Business Life: Betting your future

28th May, 2008

First published in Business Life Magazine, March 2008

One of my favourite Dilbert cartoons begins with the pointy-haired boss asking for a revenue forecast on a project; it finishes with his subordinate screaming “Just tell me which lie to use!”
That might give a hint as to why internal corporate forecasts are often no good. It’s always hard to foretell the future, but harder still when managers are promoted on the basis of self-serving projections, or because they have successfully sat on bad news.
There is an alternative: something called a “prediction market”. Such markets enable a company’s employees to bet on, for example, whether the new flagship product will beat sales projections in the third quarter. The odds in the market should be a reality check for the official forecasts.
Consider a prediction market “ticket” that pays ten dollars if the flagship does indeed beat expectations in the third quarter, and nothing otherwise. The sales team, knowing that retailers are enthusiastic, might want to buy the ticket. The engineers, knowing the product is full of bugs, might want to sell. If the ticket trades at, say, three dollars, that means that the market’s opinion is that the sales target is only 30 per cent likely to be achieved.
A corporate prediction market allows employees to trade on the basis of their own unique information.
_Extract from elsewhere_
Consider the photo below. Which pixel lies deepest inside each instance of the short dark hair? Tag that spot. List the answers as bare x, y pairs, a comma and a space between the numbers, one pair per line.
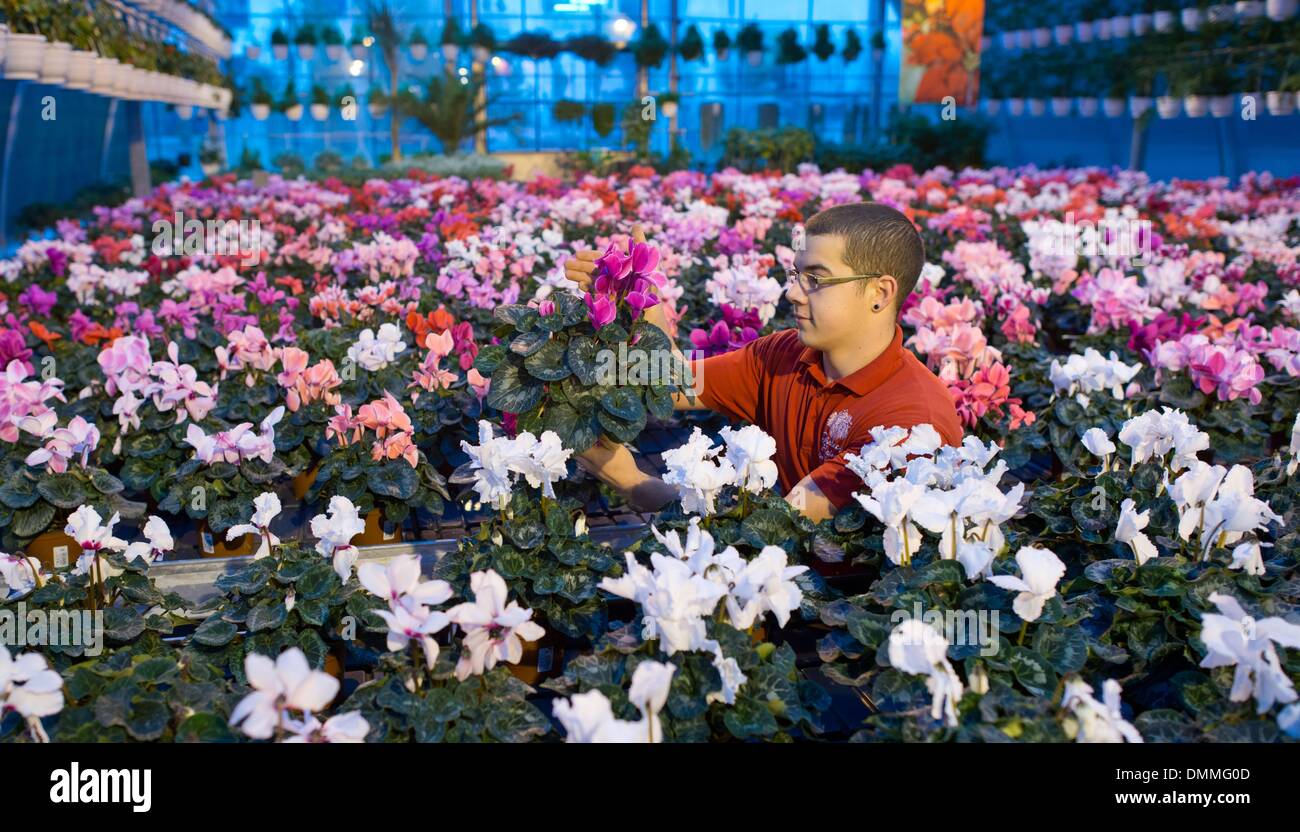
876, 238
They can do so anonymously, without fear of jeopardising their careers. And if they get it right, there is money to be made.
You might think that no company would dare to use a betting market to make forecasts, but the economists Justin Wolfers and Eric Zitzewitz have pointed to Arcelor Mittal, Chrysler, Eli Lilly, General Electric, Microsoft and others as having been publicly identified as experimenting with the idea. The first company to do so seems to have been Hewlett-Packard, during the first technology boom, and their tentative experiment did indeed outperform internal forecasts. The largest and most liquid prediction markets seem to be at Google, which has embraced the idea with gusto. Analysis by Wolfers and Zitzewitz, along with Google researcher Bo Cowgill, suggest that the markets have worked well – albeit with a bias towards overly sunny forecasts.
Google being Google, one trader wrote a software robot to do his trading for him and made money. But the traders who did best were those who had the longest tenure at the company. That might be a crumb of comfort for top managers. They may be usurped by prediction markets, but at least they can make a profit.